Unlike many Americans, our speaker was happy to mention prevention, treatment and harm reduction in the one breath.  The common reticence was partly due to a White House edict some years ago that any grant application which mentioned ‘harm reduction’ was to be refused.  This is despite its complete compatibility with good public health polices as first exemplified in the Broad Street Pump reports of cholera in London in the 19th century.  Some facetious comments even refer to inappropriate interventions such a blanket prohibition as being ‘harm maximization’.  
 
There were a few Q&A’s at the end after a major applause showing the audience appreciation.  Prof Ernie Drucker brought up the issue of cannabis and mentioned that he had discussed with Lester Grinspoon about heroin users modulating their opioid use with cannabis products which may explain the lower overdose rates being reported in states which have legalised cannabis. 
 
Notes by Andrew Byrne .. visiting addictions physician from Sydney, Australia.  http://methadone-research.blogspot.com/
 
 
IN BRIEF:
** Lecture by Dr Steve Ross on the opioid crisis and what to do about it (summary/link above). 

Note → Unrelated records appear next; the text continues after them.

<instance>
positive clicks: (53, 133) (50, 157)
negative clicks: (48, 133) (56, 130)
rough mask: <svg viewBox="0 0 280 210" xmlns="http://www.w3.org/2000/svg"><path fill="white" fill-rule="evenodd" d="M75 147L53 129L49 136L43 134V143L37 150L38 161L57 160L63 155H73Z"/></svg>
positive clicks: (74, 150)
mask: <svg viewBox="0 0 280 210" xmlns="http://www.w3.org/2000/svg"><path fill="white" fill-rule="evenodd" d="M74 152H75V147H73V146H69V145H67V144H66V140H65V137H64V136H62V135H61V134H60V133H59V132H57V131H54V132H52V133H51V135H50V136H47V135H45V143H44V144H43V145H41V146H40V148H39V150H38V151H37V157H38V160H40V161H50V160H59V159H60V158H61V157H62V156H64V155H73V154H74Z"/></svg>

** Lecture by Nobel Laureate Dr Eric Kandel on memory loss in the elderly (exercise more!)
** Opening address at ASAM meeting at San Diego (seen on web-stream) by Dr Ellinore McCance-Katz, after a statistical run-down and promise of research funding, then started to sound more political than like the caring physician I know her to be.  Second speaker was Michael Charness, Boston VA, on alcohol interventions in 50 years time.  Surprisingly, popular singer Judy Collins had equal time in the third plenary (and sang her songs rather too often), giving her profound story of long-term sobriety and lessons for others. It was also in honour of Dr Stuart Gitlow who had been instrumental in Ms Collins' success.   
** Subsequent web-stream ASAM talks of interest: https://www.youtube.com/watch?v=a8IcJXdwKbE&feature=youtu.be
** Harm reduction still a long way to go in America.  American Society of Addiction Medicine (ASAM). 

** New guidelines in US on prescribing for opiate maintenance TIP63 but there is still no “connect” between buprenorphine and methadone even though they should obviously be complimentary, both being licensed for opiate dependence.  Yet they are rarely if ever given in the same institution by the same staff thus transfers are complex and sometimes impossible.
https://store.samhsa.gov/shin/content//SMA18-5063PT3/SMA18-5063PT3.pdf
** Meeting with Dr Mary Jeanne Kreek at Rockefeller University wide ranging discussions including high dose methadone and methadone for pain. 
** I gave a talk on optimising outcomes in opiate maintenance treatment at Columbia University (more info on request). 
** Meetings also with Dr Joyce Lowinson, Dr Robert G. Newman, Prof Ernie Drucker, Dr Herman Joseph, Dr Doug Kramer, Ethan Nadelmann and many others.